Later that day, I went to the gym — I’m a big advocate of working out. I had just gotten off the treadmill when I felt funny. It’s hard to explain. I saw a flash: pink and yellow went by me. My whole left side went numb.
One of the managers walked by, and I managed to say, “Help me.” He called for a nurse who was there working out. She asked me questions. I just wanted to get up and get going again, but nothing on my left side was working. Then, I passed out.
When I woke up, it was two weeks later. My parents said I was trying to get up like I could just walk out. That’s the fighter in me.
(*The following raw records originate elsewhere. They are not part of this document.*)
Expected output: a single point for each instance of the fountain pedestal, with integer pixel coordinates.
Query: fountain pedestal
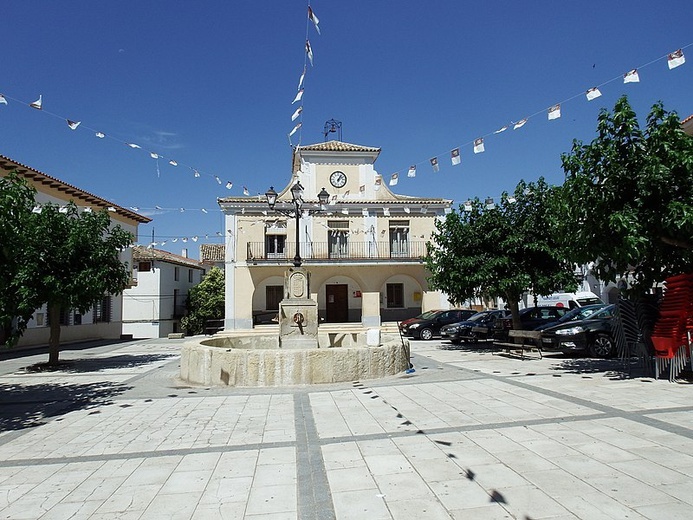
(298, 314)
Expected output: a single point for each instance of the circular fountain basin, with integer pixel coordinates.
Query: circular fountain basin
(258, 360)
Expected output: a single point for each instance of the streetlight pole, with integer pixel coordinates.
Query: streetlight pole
(297, 199)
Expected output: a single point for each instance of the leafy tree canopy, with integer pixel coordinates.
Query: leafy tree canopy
(628, 197)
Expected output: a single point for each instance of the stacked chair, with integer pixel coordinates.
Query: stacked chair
(671, 336)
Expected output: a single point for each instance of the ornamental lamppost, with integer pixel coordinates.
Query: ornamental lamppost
(296, 212)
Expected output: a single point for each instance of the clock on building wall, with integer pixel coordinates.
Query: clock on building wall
(338, 179)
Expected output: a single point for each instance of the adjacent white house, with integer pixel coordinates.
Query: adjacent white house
(154, 305)
(103, 321)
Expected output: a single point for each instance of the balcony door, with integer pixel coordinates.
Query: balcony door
(337, 303)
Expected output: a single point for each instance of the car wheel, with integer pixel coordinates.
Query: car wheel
(601, 346)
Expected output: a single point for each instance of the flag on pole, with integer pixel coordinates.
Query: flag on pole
(593, 93)
(676, 59)
(455, 157)
(554, 112)
(314, 19)
(309, 52)
(295, 129)
(631, 76)
(520, 124)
They told me that I had suffered a ruptured aneurysm. I had been life-flighted to the University of Illinois Hospital & Health Sciences System where Dr. Amin-Hanjani performed emergency brain surgery. During surgery, she found four more unruptured aneurysms that she coiled, a procedure that blocks the aneurysm from circulation and effectively destroys it.
That was a year ago. My family has been by my side every minute making sure I was going to get through this. We all have tattoos that have a symbol for brain aneurysm.
It’s going to take some time, but I’ve come a long way. When I first woke up from my coma, I didn’t remember anything. I couldn’t count to 10 or say the alphabet. My fiancé had to re-teach me colors with peanut butter M&Ms.
My hips and knees are still weak, but I’m determined to run again. Ideally, I’ll get my hand back so I can write again. I miss my job as a development coordinator for hospice, and I want to go back to it because it’s my passion in life to give to others. Also, I want to have kids one day.
Every day is not a great day. I still have bad days. But I refuse to give up. This will not define me...That's what keeps me going.
I owe my life to Dr. Amin-Hanjani. If she wasn’t on call that night, I don’t know if I’d be alive right now. Words can’t describe how thankful I am — every day is a gift.